Overall, we notice that the performance of the proposed BELR is better than the other comparison algorithms under an imbalanced data set.

5. Conclusions

This paper proposes broad embedded logistic regression (BELR) for classification problems, specifically for APS failure prediction. In addition, its performance is studied under an exceedingly difficult data situation and an imbalanced class distribution problem. The feature-mapped nodes and enhancement nodes of the BLS are employed to handle imbalance data set due to the ability of the two types of nodes to generate/extract features that can uniquely separate two classes from each other. Hence, it improves the classification capacity of logistic regression classifier.

Furthermore, the APS data set has a problem of missing data, and in this paper we explore KNN imputation method to solve the problem of missing data using KNN_imputer from Sklearn. Sklearn is a machine learning package commonly used for processing data, building machine learning model. It should be noted that other missing data imputation methods such as generative adversarial network (GAN), etc., could be explored.

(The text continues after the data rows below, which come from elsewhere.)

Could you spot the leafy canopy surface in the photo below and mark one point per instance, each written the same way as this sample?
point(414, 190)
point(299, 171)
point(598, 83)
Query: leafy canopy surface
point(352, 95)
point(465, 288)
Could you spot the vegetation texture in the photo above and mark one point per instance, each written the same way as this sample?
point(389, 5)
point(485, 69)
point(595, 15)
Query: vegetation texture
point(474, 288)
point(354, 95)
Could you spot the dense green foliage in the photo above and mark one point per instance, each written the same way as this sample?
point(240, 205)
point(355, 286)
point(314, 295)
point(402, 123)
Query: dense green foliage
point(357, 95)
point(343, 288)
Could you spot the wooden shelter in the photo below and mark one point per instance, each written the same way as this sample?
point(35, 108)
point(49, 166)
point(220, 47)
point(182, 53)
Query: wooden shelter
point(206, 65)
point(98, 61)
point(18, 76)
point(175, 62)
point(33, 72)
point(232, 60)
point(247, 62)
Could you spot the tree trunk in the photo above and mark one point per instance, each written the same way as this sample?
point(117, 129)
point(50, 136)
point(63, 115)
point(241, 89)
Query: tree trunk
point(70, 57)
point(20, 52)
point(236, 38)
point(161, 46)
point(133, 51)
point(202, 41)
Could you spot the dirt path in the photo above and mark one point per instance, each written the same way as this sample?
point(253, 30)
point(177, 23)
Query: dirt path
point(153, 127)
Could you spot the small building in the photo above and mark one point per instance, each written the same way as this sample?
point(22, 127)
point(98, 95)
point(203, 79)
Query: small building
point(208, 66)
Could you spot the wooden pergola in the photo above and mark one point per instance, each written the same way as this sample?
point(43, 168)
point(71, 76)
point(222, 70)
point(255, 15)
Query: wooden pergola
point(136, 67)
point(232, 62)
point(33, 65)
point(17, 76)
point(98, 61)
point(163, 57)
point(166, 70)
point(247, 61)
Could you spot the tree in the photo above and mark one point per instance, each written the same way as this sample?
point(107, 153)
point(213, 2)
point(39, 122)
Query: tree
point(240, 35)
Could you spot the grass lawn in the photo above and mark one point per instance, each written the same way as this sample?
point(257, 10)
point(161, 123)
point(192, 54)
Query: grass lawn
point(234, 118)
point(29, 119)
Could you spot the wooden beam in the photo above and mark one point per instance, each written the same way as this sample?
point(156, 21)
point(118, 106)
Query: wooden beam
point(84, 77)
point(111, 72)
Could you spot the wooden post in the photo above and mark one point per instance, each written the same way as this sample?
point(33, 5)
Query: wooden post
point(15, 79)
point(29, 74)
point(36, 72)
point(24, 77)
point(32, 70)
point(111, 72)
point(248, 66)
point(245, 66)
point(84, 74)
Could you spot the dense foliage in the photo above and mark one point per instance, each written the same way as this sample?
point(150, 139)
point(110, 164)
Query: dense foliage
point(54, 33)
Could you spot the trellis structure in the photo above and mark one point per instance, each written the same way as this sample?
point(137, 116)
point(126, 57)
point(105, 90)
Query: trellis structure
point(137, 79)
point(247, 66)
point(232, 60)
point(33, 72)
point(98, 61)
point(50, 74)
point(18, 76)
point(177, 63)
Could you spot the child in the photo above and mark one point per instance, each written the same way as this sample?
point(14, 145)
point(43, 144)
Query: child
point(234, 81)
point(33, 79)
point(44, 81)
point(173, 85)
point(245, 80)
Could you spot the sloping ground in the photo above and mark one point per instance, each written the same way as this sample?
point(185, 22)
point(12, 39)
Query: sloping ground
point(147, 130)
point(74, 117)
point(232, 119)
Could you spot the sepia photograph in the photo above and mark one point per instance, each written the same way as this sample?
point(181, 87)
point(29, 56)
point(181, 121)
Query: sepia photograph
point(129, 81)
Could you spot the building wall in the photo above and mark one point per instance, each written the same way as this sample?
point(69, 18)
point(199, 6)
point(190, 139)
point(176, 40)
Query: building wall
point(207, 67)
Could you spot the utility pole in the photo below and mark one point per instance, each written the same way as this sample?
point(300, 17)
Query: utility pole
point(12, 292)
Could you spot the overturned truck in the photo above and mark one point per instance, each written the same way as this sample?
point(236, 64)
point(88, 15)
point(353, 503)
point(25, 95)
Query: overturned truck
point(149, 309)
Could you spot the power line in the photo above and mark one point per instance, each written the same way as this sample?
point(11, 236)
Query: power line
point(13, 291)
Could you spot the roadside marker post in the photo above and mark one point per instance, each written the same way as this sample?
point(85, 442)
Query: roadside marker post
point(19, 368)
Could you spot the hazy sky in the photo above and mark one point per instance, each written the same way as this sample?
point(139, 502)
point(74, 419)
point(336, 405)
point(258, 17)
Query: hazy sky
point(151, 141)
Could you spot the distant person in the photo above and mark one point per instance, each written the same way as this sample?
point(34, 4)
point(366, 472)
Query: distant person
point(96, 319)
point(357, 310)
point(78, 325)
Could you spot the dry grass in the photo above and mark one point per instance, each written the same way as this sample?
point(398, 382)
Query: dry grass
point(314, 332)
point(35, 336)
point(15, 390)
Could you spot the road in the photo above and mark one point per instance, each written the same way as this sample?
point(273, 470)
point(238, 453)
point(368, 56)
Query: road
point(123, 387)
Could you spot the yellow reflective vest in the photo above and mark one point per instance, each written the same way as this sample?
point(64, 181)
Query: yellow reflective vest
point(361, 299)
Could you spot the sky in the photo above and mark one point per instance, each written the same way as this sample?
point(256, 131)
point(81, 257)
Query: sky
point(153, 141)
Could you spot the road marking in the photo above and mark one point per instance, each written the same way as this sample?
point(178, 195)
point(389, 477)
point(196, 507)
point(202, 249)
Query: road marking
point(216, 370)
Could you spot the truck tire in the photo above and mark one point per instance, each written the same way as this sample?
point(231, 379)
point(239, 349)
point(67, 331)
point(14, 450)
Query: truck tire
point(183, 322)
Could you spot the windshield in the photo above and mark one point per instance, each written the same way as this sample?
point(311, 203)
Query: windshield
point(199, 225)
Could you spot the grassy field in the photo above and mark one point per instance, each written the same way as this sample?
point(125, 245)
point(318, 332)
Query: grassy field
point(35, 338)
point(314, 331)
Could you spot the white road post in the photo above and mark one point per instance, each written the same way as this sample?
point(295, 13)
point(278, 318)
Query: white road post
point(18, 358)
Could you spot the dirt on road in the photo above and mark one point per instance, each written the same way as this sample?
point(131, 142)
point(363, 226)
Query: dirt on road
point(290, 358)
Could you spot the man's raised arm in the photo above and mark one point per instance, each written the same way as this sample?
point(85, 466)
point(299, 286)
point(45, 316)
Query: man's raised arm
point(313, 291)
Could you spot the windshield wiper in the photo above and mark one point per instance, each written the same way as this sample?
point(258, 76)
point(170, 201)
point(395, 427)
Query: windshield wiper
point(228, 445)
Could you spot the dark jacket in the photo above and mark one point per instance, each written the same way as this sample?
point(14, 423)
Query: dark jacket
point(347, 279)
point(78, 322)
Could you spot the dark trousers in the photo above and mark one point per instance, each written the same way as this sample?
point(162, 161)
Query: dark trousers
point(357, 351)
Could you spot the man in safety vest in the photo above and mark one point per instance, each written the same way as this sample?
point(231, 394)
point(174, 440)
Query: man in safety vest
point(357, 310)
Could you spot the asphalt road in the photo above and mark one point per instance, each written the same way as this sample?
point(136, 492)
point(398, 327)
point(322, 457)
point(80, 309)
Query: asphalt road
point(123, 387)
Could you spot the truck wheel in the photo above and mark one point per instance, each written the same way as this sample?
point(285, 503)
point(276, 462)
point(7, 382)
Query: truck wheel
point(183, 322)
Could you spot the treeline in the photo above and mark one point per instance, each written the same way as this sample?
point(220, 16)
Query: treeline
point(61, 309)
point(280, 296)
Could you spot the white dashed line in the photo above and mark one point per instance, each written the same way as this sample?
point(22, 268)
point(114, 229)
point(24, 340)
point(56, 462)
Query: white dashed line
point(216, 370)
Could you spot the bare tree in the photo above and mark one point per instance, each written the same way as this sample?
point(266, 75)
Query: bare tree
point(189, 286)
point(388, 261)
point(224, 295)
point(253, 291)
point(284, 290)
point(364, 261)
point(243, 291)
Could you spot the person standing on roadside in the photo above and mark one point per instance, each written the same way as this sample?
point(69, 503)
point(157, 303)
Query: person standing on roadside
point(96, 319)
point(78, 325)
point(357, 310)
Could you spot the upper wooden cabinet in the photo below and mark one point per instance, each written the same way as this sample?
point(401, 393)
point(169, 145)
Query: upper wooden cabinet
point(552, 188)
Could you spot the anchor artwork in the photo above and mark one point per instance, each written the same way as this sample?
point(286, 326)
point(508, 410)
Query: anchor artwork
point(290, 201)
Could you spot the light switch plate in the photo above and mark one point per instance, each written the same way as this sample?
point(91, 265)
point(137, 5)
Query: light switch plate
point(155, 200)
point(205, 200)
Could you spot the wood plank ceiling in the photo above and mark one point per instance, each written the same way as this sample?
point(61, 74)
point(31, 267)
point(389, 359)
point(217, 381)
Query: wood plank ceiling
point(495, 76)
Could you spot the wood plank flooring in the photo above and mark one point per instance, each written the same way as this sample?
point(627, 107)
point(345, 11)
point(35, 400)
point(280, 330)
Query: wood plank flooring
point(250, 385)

The performance of the proposed algorithm is better than other comparison algorithms, namely Gaussian Naive Bayes (GNB), Random Forest, K-nearest neighbor (KNN), Support Vector Machine (SVM), and Logistic Regression (LogR). The performance of the comparison algorithms is evaluated using popular and commonly used metrics in the literature, namely average F1-score, average Recall, average Precision, and average Accuracy. In terms of the F1-score, the performance of the proposed algorithm is the best among the comparison algorithms. The Table and the Figures presented in the experimental section validate that the proposed BELR performances are comparable with other algorithms.